Places caps on distance, fees
The Tualatin City Council voted unanimously to adopt an ordinance that will regulate towing practices, and which seeks to curtail predatory towing in the city.
A draft submitted in February was revised to reflect changes in state law, and includes an additional requirement that companies towing vehicles without the owners consent that is, as a penalty for parking in a private lot must hold a license from the city. The new draft also specifies that tow companies cannot set a flat maximum charge, but must adjust such fees based on vehicle size.
The council first addressed the issue in November 2012, largely in response to an April 2012 incident. Tualatin resident Rachel Engstrom claimed her vehicle had been towed from the Country Inn bar parking lot while she was picking up a food order from a neighboring restaurant. Engstrom felt the private lot was being monitored by employees of Portland-based Retriever Towing, and complained that her dog was inside the vehicle when it was removed.
The ordinance, passed during Mondays council meeting, will require tow companies to exercise reasonable care of any animal found to be in a towed motor vehicle, and prohibits tow company employees from patrolling or parking within 1,000 feet of a private parking facility, or monitoring such lots by foot.

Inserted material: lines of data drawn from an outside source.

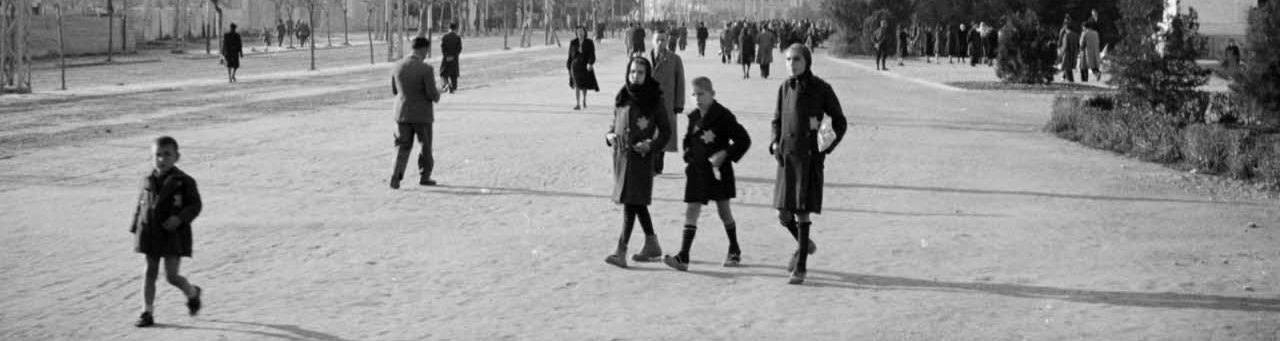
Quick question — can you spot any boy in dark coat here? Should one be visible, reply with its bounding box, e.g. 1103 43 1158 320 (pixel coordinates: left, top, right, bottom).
129 136 201 327
604 56 672 268
663 77 751 270
769 45 847 285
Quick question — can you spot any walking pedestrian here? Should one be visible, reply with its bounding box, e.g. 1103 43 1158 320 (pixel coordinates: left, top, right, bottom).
769 45 847 285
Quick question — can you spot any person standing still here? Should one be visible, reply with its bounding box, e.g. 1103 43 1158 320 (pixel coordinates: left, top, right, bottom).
698 22 710 56
440 23 462 94
221 23 244 83
769 44 849 285
390 37 440 190
872 21 890 71
649 31 686 174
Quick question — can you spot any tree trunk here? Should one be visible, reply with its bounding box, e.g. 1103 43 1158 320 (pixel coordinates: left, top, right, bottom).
57 4 67 90
106 0 115 62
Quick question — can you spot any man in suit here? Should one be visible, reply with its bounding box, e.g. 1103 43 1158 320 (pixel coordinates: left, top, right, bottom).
390 37 440 188
221 23 244 83
649 31 687 174
440 23 462 94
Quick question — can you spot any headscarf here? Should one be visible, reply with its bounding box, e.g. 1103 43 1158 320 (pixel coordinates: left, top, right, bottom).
613 56 662 109
787 42 813 90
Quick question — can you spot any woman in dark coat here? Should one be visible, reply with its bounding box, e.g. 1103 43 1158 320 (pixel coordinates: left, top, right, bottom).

Companies are required to release the vehicle at the scene if the owner is present before the hook-up process is completed. Vehicles cannot be towed more than 10 miles from the parking facility.
In response to concerns about exorbitant reclamation costs, the city also limited basic towing fees. The maximum charge allowed for a passenger vehicle stored 24 hours or less is $295.
Councilor Joelle Davis confirmed the draft allowed vehicle owners to pay by cash or credit card. Previously, it was not uncommon for towing companies to require cash for vehicle retrieval.
The city sought the input of 15 area tow companies when drafting the ordinance.